One example is the Las Vegas Wash Trail. It didn’t exist when the Vegas Valley Rim Trail project launched, and today it comprises 35 miles of paved paths (mostly uninterrupted by street crossings) taking users from North Las Vegas all the way to the Wetlands Park in Henderson. Among others, the River Mountains Loop through the Lake Mead area and Boulder City and the McCullough Hills Trail stretching from Henderson to Anthem are part of the Vegas Valley Rim Trail’s dashed line, and Baca says OLVF is looking at taking it into more wild areas and even a proposed national monument site.

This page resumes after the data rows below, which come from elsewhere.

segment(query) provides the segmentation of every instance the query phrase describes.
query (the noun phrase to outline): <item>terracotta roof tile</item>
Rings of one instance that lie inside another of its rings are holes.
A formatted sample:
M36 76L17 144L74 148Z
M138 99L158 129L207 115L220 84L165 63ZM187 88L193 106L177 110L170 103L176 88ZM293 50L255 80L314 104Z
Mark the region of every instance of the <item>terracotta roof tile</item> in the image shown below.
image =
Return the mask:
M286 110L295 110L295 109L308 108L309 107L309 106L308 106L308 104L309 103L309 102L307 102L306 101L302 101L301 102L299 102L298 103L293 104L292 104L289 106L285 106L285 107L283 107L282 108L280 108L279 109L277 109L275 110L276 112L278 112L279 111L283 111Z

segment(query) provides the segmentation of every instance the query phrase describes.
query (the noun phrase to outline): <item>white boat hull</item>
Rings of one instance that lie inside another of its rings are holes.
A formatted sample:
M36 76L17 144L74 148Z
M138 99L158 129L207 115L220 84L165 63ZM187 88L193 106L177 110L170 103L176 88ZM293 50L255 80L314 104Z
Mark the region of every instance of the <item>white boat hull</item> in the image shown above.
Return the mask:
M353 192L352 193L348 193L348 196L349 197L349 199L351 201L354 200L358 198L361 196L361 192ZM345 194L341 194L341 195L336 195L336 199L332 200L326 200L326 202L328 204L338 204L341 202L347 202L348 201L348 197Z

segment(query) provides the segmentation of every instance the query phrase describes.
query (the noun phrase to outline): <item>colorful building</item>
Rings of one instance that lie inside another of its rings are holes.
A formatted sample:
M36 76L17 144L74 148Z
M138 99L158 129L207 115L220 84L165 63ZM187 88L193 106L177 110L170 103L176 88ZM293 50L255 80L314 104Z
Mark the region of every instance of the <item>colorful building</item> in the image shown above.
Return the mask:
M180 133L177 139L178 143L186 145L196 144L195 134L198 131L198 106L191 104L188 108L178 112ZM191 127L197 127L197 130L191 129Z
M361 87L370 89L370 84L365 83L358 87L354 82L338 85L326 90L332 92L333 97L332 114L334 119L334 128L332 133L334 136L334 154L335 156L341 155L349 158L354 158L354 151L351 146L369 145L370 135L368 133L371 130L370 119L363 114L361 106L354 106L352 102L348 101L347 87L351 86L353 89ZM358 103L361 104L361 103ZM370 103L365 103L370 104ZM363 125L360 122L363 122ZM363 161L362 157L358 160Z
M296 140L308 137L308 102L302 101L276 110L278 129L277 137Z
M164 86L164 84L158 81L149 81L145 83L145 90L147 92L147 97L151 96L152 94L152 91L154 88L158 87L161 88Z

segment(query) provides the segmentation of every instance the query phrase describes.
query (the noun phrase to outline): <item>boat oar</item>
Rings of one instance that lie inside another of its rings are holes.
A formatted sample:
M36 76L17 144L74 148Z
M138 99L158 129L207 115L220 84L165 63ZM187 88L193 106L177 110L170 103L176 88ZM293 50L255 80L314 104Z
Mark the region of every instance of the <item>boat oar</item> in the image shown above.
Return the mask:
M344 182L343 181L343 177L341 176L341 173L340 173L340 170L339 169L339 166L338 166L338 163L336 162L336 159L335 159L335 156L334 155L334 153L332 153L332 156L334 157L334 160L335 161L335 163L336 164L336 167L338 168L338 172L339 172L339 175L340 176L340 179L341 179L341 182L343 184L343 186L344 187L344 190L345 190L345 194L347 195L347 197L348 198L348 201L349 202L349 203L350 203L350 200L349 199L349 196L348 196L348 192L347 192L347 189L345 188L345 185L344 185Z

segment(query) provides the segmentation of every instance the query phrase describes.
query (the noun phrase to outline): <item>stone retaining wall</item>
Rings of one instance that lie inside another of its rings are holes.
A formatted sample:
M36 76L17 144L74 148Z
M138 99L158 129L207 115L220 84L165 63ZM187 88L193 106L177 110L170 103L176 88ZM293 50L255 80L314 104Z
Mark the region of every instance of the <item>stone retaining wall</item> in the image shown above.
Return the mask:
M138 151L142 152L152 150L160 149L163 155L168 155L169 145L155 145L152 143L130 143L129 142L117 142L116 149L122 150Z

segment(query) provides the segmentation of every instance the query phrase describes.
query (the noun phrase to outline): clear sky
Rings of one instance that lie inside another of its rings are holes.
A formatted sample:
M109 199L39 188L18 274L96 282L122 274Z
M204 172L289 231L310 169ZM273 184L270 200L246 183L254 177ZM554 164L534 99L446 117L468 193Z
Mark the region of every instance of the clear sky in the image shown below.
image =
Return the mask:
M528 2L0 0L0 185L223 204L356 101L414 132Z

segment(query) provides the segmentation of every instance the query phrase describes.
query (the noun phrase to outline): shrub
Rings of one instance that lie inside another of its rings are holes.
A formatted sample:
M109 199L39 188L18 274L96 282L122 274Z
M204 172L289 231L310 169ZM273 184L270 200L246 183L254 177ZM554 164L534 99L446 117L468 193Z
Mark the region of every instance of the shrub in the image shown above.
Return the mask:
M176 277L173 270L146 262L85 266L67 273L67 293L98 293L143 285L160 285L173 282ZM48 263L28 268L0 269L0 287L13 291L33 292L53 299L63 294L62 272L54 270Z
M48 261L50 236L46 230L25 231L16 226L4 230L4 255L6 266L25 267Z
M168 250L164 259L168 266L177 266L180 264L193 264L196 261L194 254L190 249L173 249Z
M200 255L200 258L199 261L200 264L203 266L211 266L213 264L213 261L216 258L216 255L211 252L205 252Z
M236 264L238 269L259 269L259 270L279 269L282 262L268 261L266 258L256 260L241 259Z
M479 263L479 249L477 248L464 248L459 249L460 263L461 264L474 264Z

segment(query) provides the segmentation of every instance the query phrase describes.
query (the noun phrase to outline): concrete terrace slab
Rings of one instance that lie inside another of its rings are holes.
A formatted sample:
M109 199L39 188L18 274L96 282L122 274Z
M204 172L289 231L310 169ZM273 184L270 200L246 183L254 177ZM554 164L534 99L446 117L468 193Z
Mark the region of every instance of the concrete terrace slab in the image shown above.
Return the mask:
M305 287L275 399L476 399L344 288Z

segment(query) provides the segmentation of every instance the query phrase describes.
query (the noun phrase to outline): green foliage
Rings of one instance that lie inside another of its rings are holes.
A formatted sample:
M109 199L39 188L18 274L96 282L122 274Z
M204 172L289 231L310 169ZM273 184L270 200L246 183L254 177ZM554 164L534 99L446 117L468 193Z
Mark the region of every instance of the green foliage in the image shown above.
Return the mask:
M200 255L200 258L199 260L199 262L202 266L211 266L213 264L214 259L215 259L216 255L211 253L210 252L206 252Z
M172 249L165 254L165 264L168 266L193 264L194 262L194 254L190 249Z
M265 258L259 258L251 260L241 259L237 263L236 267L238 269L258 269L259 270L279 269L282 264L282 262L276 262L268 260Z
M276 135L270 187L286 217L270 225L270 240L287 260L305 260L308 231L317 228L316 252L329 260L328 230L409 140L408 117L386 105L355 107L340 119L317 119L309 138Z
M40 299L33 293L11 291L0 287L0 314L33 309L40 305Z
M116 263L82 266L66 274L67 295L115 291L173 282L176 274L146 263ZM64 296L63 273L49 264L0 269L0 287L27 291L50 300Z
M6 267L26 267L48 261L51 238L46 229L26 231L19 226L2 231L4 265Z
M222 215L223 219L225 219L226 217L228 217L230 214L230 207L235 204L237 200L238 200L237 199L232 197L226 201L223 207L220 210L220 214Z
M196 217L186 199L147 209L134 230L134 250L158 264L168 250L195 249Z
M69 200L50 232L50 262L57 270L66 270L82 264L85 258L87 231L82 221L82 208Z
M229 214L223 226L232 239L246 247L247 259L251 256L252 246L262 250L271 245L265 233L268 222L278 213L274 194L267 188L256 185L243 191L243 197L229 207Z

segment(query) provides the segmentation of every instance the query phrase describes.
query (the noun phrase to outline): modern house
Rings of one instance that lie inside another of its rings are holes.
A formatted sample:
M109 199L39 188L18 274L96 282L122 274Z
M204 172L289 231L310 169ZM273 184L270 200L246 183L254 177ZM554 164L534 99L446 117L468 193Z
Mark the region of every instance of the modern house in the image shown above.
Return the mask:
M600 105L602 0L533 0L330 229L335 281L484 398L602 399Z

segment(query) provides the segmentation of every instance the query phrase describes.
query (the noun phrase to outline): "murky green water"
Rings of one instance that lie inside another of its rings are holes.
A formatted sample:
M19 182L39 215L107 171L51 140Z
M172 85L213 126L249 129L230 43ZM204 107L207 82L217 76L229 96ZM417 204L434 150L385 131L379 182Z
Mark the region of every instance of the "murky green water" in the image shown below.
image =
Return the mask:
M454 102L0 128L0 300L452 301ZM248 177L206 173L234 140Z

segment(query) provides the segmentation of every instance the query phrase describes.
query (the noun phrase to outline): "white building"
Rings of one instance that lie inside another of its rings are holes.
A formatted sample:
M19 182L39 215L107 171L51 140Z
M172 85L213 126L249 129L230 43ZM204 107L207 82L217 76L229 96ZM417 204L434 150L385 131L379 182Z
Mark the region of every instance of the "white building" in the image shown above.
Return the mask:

The scope of the project comes down to time and money, whether from the Southern Nevada Public Land Management Act or the Land and Water Conservation Fund, federal grants or donations from individuals who want to be part of creating and caring for the trails that make up the Vegas Valley Rim Trail.

“The Tahoe Rim Trail took something like 20 years,” Baca says. “If in 2024 we’re completely done with this trail I’ll be really excited. If it’s by 2020, that will be wonderful.”

With the jurisdictions already engaged, OLVF is working on a core group of residents to become trail stewards. That means enjoying the trails while looking for any issues that need attention and reporting them to the right officials. OLVF’s Eric Larsen, who directs the Get Outdoors Nevada program, says such vigilant volunteers make maintenance faster and less expensive as cities don’t have to send employees to check conditions. He hopes to develop a large body of volunteers and “a greater sense of ownership.” Baca adds that there are several user groups, from runners to horseback riders, who’ve been great with feedback, but the Vegas Valley Rim Trail can only get stronger with more voices behind it.

“As this project is developing, it’s very important that people go outside and feel good about it and then become those constituents that really care for the Vegas Valley Rim Trail when it’s finally done,” Lathrop says. “We’re planning and building it at the same time that we’re trying to teach people how to take care of it, how to use it, so that when it’s all done we have this one great community of people that really love it.”

For those who want to get involved before the ribbon is cut (and Larsen goes for a victory scooter ride all the way around), there are opportunities to pitch in on beautification, invasive species removal and even supporting athletic events on trails. Just visit Get Outdoors Nevada. And to keep up with the adventure of the Vegas Valley Rim Trail, visit its Facebook page.

Larsen says: “We’re still a relatively young community, so there’s a lot of growth still taking place, which means we have a lot of great things to do.”